6. Rutherford, and his colleagues, first demonstrated the atomic nucleus

ernest rutherford experiment
Source: Wikipedia

Yet another fact about Rutherford you need to know is that he was part of a team that first demonstrated the existence of the atomic nucleus. While collaborating with Hans Geiger and Ernest Marsden, the trio worked on the now-famous Geiger-Marsden experiment (also known as the Rutherford gold foil experiment).

The experiments were conducted by Hans Geiger and Ernest Marsden under the direction of Ernest Rutherford at the University of Manchester in the early-1900s.

Designed to help understand the structure of the atom, the results of the experiment were quite surprising to the scientific community. Their discovery of the atomic nucleus became an integral part of Rutherford's famous model of the atom we know and love today.

7. Rutherford actually wrote the entry on radioactivity for the 1910 Encyclopedia Britannica

Rutherford encyclopedia britannica
11th Edition of the Encyclopedia Brittanica, Source: Wikimlh/Wikimedia Commons

Just after Rutherford was awarded the Nobel Prize for Chemistry, he was approached to contribute to the 11th edition of the Encyclopedia Britannica. Within this edition of the world-renowned reference compendium, Rutherford wrote the entry for radioactivity.

8. He helped invent the now ubiquitous Geiger counter

ernest rutherford geiger counter
An early example of a Geiger counter, circa 1932, Source: Science Museum London/Wikimedia Commons

Yet another interesting fact about Ernest Rutherford is his contribution to the invention of the Geiger counter. He worked with the German physicist Hans Geiger, who the device is named after, to develop an electrical counter for ionized particles. 

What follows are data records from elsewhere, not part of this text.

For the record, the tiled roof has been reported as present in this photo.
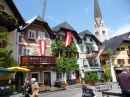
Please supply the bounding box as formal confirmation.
[52,22,75,32]
[79,30,94,36]
[102,32,130,51]
[78,30,101,44]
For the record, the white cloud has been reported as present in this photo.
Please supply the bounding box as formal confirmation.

Rutherford and Geiger developed a method of detecting alpha particles through gold foil and a screen. When this happened, barely perceptible flashes of light would be emitted, which could be counted -- with enough dedication and patience. 

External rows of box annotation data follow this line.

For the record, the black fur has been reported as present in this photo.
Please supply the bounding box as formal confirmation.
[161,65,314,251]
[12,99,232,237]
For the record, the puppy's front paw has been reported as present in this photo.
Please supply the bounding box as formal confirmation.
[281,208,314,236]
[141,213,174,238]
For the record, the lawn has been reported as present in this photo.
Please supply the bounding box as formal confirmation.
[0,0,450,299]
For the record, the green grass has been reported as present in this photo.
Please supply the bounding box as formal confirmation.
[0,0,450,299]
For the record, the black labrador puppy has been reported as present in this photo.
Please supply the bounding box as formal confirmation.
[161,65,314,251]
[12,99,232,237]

But the process was laborious, and Geiger managed to devise an automated method of counting each individual "flash". The Geiger counter was born, and it has since become the universal tool for measuring radioactivity. 

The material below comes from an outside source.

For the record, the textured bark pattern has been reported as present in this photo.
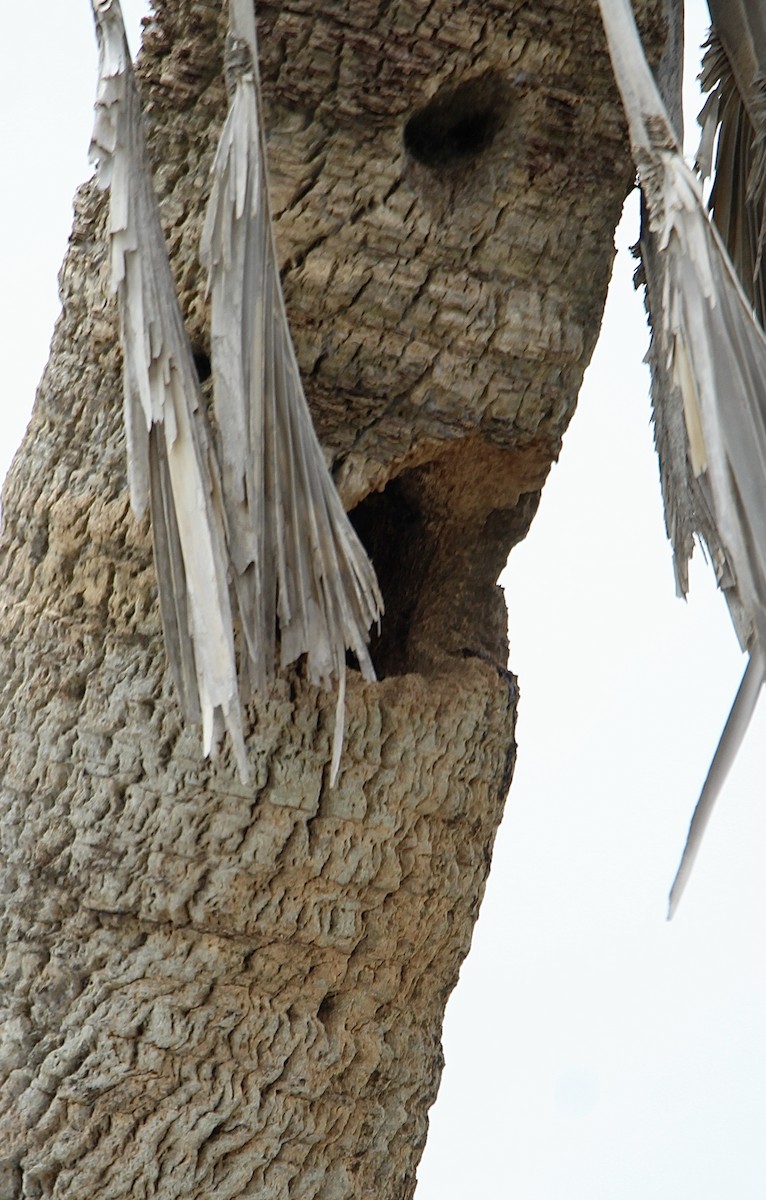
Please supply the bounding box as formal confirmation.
[0,0,651,1200]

The first versions could only detect alpha particles, but later refinements by Geiger's student Walther Müller were sensitive to all types of ionizing radiation.

9. Rutherford was something of a petrolhead in his spare time

ernest rutherford cars
1908 Wolseley-Siddeley 14 HP Tourer, Source: Ferran/Wikimedia Commons

And finally, a lesser-known fact about Ernest Rutherford was his love for cars and golf in his spare time. He firmly believed in the old adage of "work hard, play hard", and so, in 1910 he bought his very first motor car -- a Wolseley-Siddeley.

While writing to his mother, he expressed the buzz driving cars gave a person:-

“It is very desirable to have some means of getting fresh air rapidly,” he wrote. 

“We can go 35 or 40 [mph] if we want to, but I am not keen on high speeds with motor traps along the road and a ten guinea fine if I am caught,” Rutherford added.